Dáil debates

Wednesday, 25 January 2023

Communications Regulation Bill 2022: Report and Final Stages

 

3:07 pm

Photo of Ossian SmythOssian Smyth (Dún Laoghaire, Green Party) | Oireachtas source

Deputy Ó Murchú is concerned that the powers of designation rest solely with the Minister and that there should be some degree of oversight. The legislation as written provides for independent judicial oversight as well as consultation throughout the process. Where a vendor is designated, an independent judge can overturn that. The power does not rest solely with the Minister, which is not how other countries implemented the same objective. Instead, they made it so that their respective ministers solely could make a designation. In Ireland, a judge will be involved. The courts will have oversight and there will be consultation throughout. This provision is based on the EU process. In other words, it will be fair, non-discriminatory and transparent to the maximum extent without impacting national security.

The criteria come from the EU toolbox, which uses the phrase "high-risk supplier". That is the origin of our terminology. Deputy McNamara and other Deputies have complained to me in recent weeks about this specific wording, saying it is pejorative or inflammatory. Deputy McNamara asked me directly about which other countries used this term. The Netherlands was asked to change its term and it changed it to "untrusted vendors". I do not know how that is better. The UK uses the phrase "relevant vendor". Austria uses the phrase "designated high-risk vendors". The phrase in the EU toolbox, which is the template for how countries make their laws, is "high-risk supplier". Leaving aside the nomenclature, the main point is that these countries are all using the same criteria from the EU toolbox.

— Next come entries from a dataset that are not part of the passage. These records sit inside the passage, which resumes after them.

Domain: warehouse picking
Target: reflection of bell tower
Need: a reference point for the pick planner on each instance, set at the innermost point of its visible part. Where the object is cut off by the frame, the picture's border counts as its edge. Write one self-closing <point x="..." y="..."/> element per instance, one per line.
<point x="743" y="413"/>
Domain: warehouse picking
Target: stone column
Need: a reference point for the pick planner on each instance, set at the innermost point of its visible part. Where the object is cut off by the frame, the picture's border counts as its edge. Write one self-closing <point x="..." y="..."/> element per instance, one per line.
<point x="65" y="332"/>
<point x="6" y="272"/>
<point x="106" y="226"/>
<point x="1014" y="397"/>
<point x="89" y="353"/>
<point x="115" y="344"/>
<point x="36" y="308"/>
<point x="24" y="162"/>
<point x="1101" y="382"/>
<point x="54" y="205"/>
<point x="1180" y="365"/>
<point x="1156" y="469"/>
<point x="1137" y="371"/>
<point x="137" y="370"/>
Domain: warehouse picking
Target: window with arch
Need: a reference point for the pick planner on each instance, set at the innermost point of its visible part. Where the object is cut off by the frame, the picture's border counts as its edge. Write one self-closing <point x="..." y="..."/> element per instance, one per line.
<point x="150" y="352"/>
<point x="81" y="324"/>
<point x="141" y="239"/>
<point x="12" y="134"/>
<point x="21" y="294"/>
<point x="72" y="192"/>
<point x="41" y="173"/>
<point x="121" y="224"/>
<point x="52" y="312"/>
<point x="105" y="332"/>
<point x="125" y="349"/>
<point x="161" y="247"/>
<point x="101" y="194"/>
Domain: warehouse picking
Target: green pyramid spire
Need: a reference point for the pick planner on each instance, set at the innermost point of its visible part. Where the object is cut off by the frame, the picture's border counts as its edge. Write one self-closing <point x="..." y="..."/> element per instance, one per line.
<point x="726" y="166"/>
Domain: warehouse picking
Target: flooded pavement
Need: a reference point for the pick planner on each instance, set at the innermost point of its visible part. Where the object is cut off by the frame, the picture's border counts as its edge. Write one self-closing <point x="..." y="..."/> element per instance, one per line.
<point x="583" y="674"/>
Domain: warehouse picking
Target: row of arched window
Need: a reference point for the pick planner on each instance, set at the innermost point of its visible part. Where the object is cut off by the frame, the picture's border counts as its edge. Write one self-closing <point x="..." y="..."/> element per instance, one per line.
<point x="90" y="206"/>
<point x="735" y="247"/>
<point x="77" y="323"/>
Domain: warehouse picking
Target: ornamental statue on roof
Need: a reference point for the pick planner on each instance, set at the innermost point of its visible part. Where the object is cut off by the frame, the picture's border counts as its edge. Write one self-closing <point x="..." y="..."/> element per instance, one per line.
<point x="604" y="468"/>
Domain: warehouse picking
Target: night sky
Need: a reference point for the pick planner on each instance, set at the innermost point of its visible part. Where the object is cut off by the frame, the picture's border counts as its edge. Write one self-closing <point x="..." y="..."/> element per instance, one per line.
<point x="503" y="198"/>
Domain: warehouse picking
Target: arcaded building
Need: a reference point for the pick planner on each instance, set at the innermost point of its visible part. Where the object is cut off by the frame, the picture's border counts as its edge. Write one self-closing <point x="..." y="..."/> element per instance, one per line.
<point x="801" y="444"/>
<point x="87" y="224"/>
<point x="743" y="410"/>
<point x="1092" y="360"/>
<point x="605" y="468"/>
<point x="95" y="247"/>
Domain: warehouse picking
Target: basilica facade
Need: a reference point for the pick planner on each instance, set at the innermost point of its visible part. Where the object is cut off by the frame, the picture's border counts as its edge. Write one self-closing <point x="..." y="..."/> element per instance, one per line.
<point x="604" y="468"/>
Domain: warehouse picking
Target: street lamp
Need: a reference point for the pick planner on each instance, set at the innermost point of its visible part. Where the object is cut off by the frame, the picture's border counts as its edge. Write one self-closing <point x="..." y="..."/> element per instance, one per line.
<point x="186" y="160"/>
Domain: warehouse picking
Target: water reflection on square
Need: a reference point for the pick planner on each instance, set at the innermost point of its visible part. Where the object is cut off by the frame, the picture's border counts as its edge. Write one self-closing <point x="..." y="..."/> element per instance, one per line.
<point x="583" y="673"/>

This is EU-led legislation. It came from the EU. I discussed with the Commissioner and European ministers what the criteria were and what objectives we were trying to achieve. This designation of vendors could apply to a vendor in any country outside the EEA and the UK, for example, in the US.

I will not call it an insinuation, but Deputy McNamara referred to a rumour about the US ambassador having a say in this legislation. I met the US ambassador in July and she did not mention it to me. The matter did not come up in conversation.